Ø  Erik’s manually compiled list of bots (data/erikZ.bots)

 

My list is not manual really, except for a few names

 

Wikistats has several criteria for bot detection:

 

1) Is the bot flag set in the user group table?

 

2) Does it sound like a bot? (adds hundreds of names)

(nowadays only bot names are allowed to sound like a bot)

To be precise: does ‘bot’ occur at end of name or before non alpha char?

 

3) Is it known to be an unregistered bot ?  (WIkipedia has a list of false negatives at http://en.wikipedia.org/wiki/Wikipedia:List_of_Wikipedians_by_number_of_edits/Unflagged_bots )

4) Is a name flagged as a bot on at least 10 wikis than treat it so on any wiki within the project

 

5) Three names that sound like bot are hard coded exemptions (people who wrote about it)

 

Erik

 

From: analytics-bounces@lists.wikimedia.org [mailto:analytics-bounces@lists.wikimedia.org] On Behalf Of Dario Taraborelli
Sent: Tuesday, November 05, 2013 7:00 AM
To: A mailing list for the Analytics Team at WMF and everybody who has an interest in Wikipedia and analytics.
Subject: Re: [Analytics] Analytics slave for s6 not replicating

 

Hey Christian,

 

I went through the geowiki source and I have a couple of questions on the data. 

 

Active Editor definition

Can you confirm that:

• edits are limited to ns0 (cuc_namespace = 0)

• you’re applying a 30-day look-back window for each day excluding the first 30 days in cu_changes

• you’re filtering out bots using a union of user_group = ‘bot’ and Erik’s manually compiled list of bots (data/erikZ.bots)

• you are not applying the countable page and content namespace filters

• the caveat about overcounting users editing from multiple countries still applies (it looks like it does given that the data is generated by counts aggregated by country / date / project stored in the staging DB)

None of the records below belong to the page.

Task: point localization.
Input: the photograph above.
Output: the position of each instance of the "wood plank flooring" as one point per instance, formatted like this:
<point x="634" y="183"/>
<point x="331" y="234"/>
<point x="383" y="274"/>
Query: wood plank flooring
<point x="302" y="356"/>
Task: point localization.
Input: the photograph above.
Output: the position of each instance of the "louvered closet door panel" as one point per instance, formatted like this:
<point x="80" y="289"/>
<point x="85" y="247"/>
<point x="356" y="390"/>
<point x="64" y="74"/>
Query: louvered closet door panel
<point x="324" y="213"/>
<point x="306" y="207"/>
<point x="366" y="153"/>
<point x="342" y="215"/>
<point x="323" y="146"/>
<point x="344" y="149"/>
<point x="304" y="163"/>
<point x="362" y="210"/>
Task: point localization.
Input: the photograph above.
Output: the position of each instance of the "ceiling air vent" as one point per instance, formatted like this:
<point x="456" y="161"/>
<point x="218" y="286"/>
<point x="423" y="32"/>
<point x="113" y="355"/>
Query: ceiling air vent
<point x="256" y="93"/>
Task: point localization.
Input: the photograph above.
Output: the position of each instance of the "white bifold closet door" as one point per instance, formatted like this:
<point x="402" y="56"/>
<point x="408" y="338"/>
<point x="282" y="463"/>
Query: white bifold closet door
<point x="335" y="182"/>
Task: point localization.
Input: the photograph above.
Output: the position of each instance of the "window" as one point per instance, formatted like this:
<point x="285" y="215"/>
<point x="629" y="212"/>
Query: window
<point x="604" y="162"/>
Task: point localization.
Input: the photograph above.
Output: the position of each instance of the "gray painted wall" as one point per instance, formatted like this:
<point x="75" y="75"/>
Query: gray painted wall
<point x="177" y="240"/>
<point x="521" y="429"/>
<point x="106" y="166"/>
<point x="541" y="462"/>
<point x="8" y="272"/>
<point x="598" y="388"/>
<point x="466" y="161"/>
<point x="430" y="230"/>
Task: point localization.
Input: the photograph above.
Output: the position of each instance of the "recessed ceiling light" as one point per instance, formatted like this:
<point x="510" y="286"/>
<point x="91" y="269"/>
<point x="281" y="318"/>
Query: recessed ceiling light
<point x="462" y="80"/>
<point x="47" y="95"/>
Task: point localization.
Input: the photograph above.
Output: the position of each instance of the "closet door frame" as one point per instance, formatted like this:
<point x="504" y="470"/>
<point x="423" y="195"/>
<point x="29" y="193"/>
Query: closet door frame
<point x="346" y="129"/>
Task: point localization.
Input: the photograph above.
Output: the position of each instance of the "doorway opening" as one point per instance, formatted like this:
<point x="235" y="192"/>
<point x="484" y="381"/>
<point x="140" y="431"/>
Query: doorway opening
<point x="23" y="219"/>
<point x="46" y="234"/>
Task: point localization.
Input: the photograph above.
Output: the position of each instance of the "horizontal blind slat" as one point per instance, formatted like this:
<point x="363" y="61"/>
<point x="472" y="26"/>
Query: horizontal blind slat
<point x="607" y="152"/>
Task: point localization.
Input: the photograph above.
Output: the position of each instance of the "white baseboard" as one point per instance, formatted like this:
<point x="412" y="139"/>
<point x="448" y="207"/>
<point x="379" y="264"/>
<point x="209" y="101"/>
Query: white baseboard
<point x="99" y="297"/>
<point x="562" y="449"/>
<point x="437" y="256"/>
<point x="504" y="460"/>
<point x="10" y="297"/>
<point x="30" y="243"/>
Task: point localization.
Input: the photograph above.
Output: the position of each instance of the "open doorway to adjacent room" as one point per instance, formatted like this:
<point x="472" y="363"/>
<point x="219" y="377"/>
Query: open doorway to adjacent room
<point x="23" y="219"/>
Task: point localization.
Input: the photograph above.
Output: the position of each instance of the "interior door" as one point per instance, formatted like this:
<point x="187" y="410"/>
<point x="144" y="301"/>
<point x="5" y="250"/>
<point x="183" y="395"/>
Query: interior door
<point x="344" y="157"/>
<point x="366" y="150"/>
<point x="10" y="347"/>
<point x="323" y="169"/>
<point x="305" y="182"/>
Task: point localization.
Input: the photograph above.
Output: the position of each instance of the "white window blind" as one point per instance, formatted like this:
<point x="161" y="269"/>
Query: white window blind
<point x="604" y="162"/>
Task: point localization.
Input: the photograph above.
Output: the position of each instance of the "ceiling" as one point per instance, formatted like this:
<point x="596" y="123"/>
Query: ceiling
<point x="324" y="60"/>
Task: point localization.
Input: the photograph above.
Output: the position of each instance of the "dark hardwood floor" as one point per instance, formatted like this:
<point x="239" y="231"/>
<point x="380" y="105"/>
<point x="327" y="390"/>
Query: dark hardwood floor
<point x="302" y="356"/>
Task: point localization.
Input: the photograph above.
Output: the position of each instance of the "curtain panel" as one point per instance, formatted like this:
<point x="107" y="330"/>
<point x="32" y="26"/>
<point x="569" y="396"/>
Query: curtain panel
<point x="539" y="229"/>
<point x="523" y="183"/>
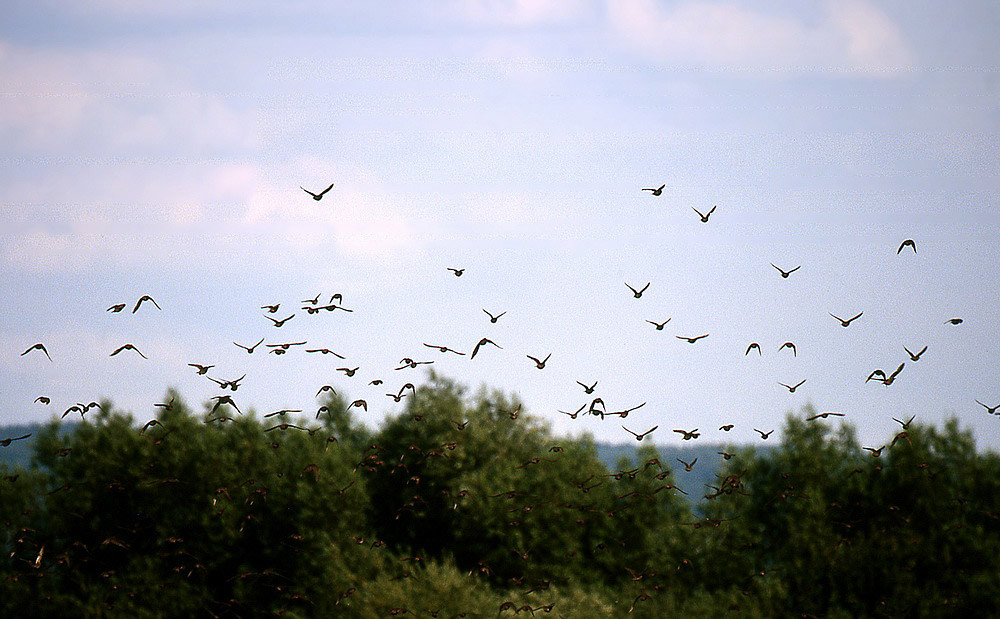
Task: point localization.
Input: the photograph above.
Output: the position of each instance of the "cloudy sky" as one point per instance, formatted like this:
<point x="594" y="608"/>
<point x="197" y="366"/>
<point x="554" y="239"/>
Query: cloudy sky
<point x="158" y="148"/>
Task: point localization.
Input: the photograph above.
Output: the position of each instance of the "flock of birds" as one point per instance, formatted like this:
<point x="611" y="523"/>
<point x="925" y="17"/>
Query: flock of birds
<point x="596" y="406"/>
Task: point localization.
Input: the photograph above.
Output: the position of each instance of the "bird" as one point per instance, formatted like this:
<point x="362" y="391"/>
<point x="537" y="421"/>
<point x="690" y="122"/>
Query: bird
<point x="846" y="323"/>
<point x="326" y="351"/>
<point x="444" y="349"/>
<point x="128" y="347"/>
<point x="483" y="342"/>
<point x="40" y="347"/>
<point x="540" y="364"/>
<point x="639" y="437"/>
<point x="990" y="410"/>
<point x="888" y="380"/>
<point x="249" y="349"/>
<point x="317" y="196"/>
<point x="687" y="465"/>
<point x="144" y="297"/>
<point x="824" y="415"/>
<point x="493" y="318"/>
<point x="705" y="216"/>
<point x="638" y="293"/>
<point x="785" y="273"/>
<point x="691" y="340"/>
<point x="792" y="388"/>
<point x="278" y="323"/>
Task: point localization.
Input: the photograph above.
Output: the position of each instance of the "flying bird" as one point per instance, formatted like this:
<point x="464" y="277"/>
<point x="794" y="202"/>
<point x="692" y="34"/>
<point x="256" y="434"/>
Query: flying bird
<point x="249" y="349"/>
<point x="846" y="323"/>
<point x="690" y="340"/>
<point x="540" y="364"/>
<point x="317" y="196"/>
<point x="40" y="347"/>
<point x="483" y="342"/>
<point x="637" y="293"/>
<point x="792" y="388"/>
<point x="789" y="345"/>
<point x="639" y="437"/>
<point x="493" y="318"/>
<point x="127" y="347"/>
<point x="705" y="216"/>
<point x="785" y="273"/>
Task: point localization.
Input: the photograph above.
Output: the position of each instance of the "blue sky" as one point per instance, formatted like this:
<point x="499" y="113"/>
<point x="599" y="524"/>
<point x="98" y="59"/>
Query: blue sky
<point x="153" y="148"/>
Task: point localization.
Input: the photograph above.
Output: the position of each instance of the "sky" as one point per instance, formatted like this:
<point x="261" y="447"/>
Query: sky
<point x="151" y="148"/>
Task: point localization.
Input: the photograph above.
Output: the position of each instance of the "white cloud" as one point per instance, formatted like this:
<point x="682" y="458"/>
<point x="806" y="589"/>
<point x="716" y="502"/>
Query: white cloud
<point x="854" y="37"/>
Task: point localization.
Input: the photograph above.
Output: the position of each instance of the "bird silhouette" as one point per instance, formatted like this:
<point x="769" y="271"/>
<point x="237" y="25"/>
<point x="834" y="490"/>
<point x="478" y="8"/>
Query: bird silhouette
<point x="127" y="347"/>
<point x="792" y="388"/>
<point x="40" y="347"/>
<point x="785" y="273"/>
<point x="791" y="345"/>
<point x="444" y="349"/>
<point x="639" y="437"/>
<point x="540" y="364"/>
<point x="483" y="342"/>
<point x="824" y="415"/>
<point x="992" y="410"/>
<point x="493" y="318"/>
<point x="638" y="293"/>
<point x="846" y="323"/>
<point x="278" y="323"/>
<point x="249" y="349"/>
<point x="691" y="340"/>
<point x="317" y="196"/>
<point x="705" y="216"/>
<point x="144" y="297"/>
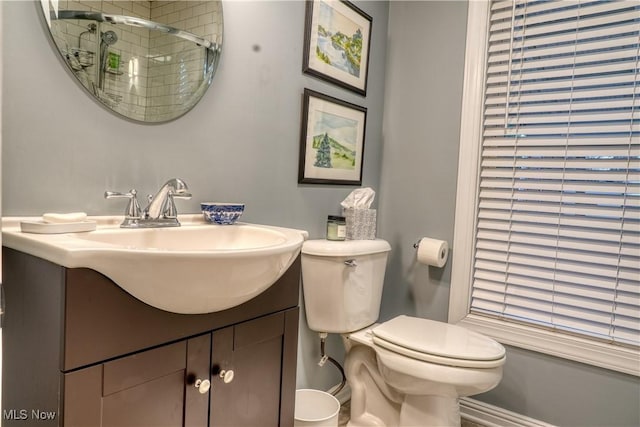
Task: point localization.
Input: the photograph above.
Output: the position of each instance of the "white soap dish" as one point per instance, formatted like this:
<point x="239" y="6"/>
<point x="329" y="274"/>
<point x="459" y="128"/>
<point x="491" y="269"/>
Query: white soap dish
<point x="41" y="227"/>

• edits to redirect pages are included

 

Geolookup issues

What happens to unresolved IP addresses? I’ve been told by a number of folks that the geoip DB had several issues lately, meaning that the volume of IPs that do not resolve to a specific country may have changed over time. How likely do you think is the possibility of artifacts in the data, inflating or deflating 5+ counts? 

 

Anomalies in the data

Are the anomalies in series such as enwiki (for example, the one starting on 2013-01-09) caused by geoip issues or by temporary disruptions in the job that runs the geowiki script? 

 

Longer term, if we’re not interested in country-level data, I think we should generate this data directly from the revision tables unless there’s a strong reason to use cu_changes (which I might be missing). This will avoid over-reporting due to multiple-country editor counting, avoid potential issues with changes in the geoip DB (like the unconfirmed ones that I mentioned above) and also make the whole data replicable (right now historical data from geowiki cannot be reproduced from scratch from the DBs, due to the 3-month lifecycle of cu_changes).

 

Dario